All the measures, which also include a set of work-rule changes, are geared at slashing a $31 million budget shortfall that is projected to worsen in 2012.
“My duty as mayor is to protect our city’s taxpayers and be their voice, not to protect the city’s payroll,” Mr. Emanuel, a former chief of staff to President Obama, said at a news conference last week, defending his hard-line stance to stanch city spending.
“No amount of smoke and mirrors can put off the tough decisions any longer,” he said.
Mr. Emanuel, a former Illinois congressman who earned the nickname “Rahmbo” for his aggressiveness and tough talk while working in the Clinton and Obama White Houses, has spent much of his early tenure as mayor trying to balance the city’s budget. He says he has cut nearly $20 million through hiring freezes for non-union employees and through lowering health-care costs.
He previously had asked the union to bring its own ideas on how to save money, but when it failed to do so, even after a two-week extension granted July 1, he announced his own sweeping cuts, which included work-rule changes that, among other things, mandate a 40-hour work week, rather than the current 35 hours, and cut back double overtime to time-and-a-half.
Union officials met Monday to discuss Mr. Emanuel’s plan of privatization and competition and the city’s budget woes, which some said he inherited from is predecessor, Mayor Richard M. Daley. Deputy Mayor Mark Angelson met with about 30 union leaders and reportedly declared: “There’s a new sheriff in town.”
Steve Stanek, a policy analyst at Chicago’s Heartland Institute, praised Mr. Emanuel for holding his ground in a city that has been run by unions for decades. He said the mayor has made it known from Day One that he was cutting the budget, and thus far has kept to his plan.
“I am pleasantly surprised. I knew from his reputation that he was very tough, very hard-nosed, but I also knew the government worker unions are a very important part of the Democratic Party,” Mr. Stanek said. “I’m glad to see him so far standing tough.”
City workers, he added, have long been a powerful bloc in Chicago, and many are no doubt in shock that the mayor is putting his foot down on reforms, particularly his insistence on managed competition.
“I’m sure it’s going to turn to anger,” Mr. Stanek said of any looming showdown. “Unless the union officials are delusional, I think they are going to have to start going along with these things. If they don’t, instead of hundreds of layoffs, there could be thousands.”
Chicago political consultant Kyle Hillman says Mr. Emanuel is having an easier time pushing through reforms during the honeymoon phase of his mayorship because he raised much of his political money from outside of the city, making him less beholden to a traditional constituency.
Mr. Hillman noted that the mayor also has taken on the city’s teachers union, helping push through a school-reform bill in the Illinois legislature in Springfield and then promptly implementing it in Chicago. The new law limits teacher tenure, revises how teacher success is measured and changes how educators can be removed or promoted.
But even as Mr. Emanuel takes it to the unions, don’t expect mass outrage of the kind that some Midwest governors received when they have taken on organized labor, Mr. Hillman said.

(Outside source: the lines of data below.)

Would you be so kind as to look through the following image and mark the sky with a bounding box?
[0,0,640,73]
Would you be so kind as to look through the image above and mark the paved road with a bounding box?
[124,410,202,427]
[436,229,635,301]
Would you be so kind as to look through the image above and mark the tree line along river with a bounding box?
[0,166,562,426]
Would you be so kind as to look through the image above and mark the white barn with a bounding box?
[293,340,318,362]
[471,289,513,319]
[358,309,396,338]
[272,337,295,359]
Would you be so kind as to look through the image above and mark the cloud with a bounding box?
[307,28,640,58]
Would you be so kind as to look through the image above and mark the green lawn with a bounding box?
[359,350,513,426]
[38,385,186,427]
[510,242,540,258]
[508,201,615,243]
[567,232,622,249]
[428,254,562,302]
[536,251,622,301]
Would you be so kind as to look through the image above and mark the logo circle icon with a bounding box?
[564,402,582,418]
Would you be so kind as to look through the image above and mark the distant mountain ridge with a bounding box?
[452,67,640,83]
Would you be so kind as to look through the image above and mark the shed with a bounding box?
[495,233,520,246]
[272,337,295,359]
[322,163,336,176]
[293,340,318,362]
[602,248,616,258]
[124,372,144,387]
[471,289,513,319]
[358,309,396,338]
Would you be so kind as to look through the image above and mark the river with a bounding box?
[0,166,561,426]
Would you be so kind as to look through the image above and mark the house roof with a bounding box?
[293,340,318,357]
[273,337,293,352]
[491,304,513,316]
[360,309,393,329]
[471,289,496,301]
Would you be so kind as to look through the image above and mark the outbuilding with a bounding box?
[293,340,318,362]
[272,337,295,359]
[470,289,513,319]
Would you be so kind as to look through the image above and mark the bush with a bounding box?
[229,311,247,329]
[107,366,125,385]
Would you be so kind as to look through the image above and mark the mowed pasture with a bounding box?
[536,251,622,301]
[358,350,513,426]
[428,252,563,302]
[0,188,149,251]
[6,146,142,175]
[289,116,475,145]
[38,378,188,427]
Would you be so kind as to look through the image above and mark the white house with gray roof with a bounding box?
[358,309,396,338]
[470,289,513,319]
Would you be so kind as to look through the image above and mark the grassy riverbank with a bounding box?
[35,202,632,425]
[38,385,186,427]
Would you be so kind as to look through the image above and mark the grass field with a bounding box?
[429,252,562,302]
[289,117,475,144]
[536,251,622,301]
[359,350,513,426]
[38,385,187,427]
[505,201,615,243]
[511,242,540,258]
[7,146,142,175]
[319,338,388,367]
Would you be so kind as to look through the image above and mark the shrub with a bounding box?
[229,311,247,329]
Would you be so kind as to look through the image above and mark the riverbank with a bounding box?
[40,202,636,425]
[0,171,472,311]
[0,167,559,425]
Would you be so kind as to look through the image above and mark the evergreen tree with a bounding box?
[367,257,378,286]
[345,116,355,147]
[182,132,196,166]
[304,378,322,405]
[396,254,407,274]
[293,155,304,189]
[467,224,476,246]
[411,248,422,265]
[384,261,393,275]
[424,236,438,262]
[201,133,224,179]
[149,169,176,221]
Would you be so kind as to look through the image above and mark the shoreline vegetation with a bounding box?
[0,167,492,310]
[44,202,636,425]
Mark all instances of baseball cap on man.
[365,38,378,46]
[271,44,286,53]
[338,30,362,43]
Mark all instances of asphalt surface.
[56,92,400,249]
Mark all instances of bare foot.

“The unions are losing miserably in the state. Some of it is that they just don’t have the influence because they didn’t elect this guy. Some of it has been that the union leadership - the optics - have been pretty miserable.
“They are not happy but at the same time I am quite surprised how little public pushback they have had to muster and how little support they have gotten from the Chicago public,” Mr. Hillman said. “We don’t have the Ohio or the Wisconsin rallies of the general public going out and saying you have to stop this. It’s quite the opposite feel. A lot of people here support these changes and [Mr. Emanuel has] actually been really smart about how he’s putting this before the public.”